Note: only if you have hemolytic anemia or acute blood loss (NOT chronic disease, sideroblastic, iron deficiency, B12/folic acid deficiency, aplastic anemia)
Normal RBC count, hemoglobin, hematocrit, reticulocytes
RBC count (x 106 mm3): 4.4-5.9 male; 3.8-5.2 female
Hemoglobin (GM%): 13-18 male; 12-16 female
Hematocrit (%): 40-52 male; 35-47 female
Reticulocytes (%): 0.5-1.5
Reticulocyte count (x 106 mm3): 0.025-0.105
Reticulocyte Index
Correction to figure out how many reticulocytes are actually in the blood
1) Correct for degree of anemia: multiply reticulocyte % by Hgbpatient/Hgbcontrol
2) IF nucleated RBCs present, correct for 2-day lifespan of reticulocyte: divide number by 2
Note: reticulocytes still have residual ribosomal RNA (even though nucleus is gone!)
If you have anemia, what would you want to reticulocyte percentage to be?
Remember it’s usually only 1% and you need to compensate for destruction/decrease in RBCs
Depends on degree of anemia…
2% is not enough to compensate…maybe 3% and higher would be good compensation??
Mean corpuscular volume (MCV)
Average volume of RBC
HCT (%) x 10 / RBC count
Normal: 81-100 mm3
If microcytosis, low
If macrocytosis, high
Mean corpuscular hemoglobin concentration (MCHC)

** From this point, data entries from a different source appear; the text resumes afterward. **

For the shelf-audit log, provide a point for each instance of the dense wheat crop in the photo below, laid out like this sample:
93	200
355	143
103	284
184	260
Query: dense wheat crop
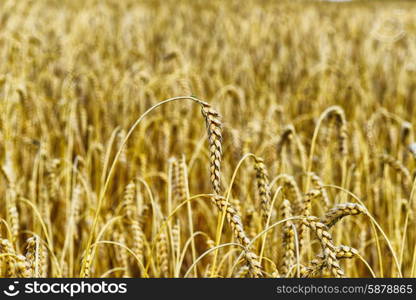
207	138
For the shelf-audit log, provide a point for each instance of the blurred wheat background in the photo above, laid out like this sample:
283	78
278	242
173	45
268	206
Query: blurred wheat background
308	111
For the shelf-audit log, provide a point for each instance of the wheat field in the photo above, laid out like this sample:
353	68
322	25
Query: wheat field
207	138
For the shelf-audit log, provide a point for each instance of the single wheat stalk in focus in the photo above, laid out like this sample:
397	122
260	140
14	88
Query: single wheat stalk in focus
328	248
306	212
213	124
236	225
341	210
288	240
263	187
318	264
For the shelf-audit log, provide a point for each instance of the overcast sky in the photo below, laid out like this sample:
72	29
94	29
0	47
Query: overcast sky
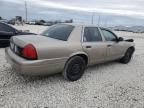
111	12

Average concentration of hemoglobin per volume of RBCs
Hg x 100 / HCT
Normal 31-36 g/dL
If hypochromia, will be low
If spherocytosis, will be high (cell volume decreased by Hg content the same)
Mean corpuscular hemoglobin (MCH)
Average weight of hemoglobin per RBC
Hg x 10 / RBCs
Normal 27-34 pg
Reflects both size and Hg concentration
Usually varies in similar fashion to MCV
RBC terminology
Microcytic = RBC small
Macrocytic = RBC large
Hypochromic = less Hg/cell (larger central pallor)
Anisocytosis = variation in size of RBC
Poikylocytosis = variation in shape of RBC
Polycythemia = too many RBCs
Anemia = too few RBCs
Erythropoietin
Hormone that controls RBC production
Made in kidney (some in liver)
Anemia
Decreased RBC levels (or decreased hemoglobin levels?)
SIgns: weakness, fatigue, shortness of breath, pallor
Due to one of 4 things: decreased production, ineffective production, increased destruction
Diagnosis: reticulocyte count, evaluate blood smear, RBC indices (MCV, MCHC, MCH)
3 general causes of anemia
Hypoproliferative: impaired erythropoiesis
Ineffective: intact erythropoiesis but intramedullary hemolysis (die in bone marrow?)
Compensatory (hemolytic): intact erythroid production, egress from marrow but early erythrocyte destruction (exit bone marrow but die in peripheral blood?)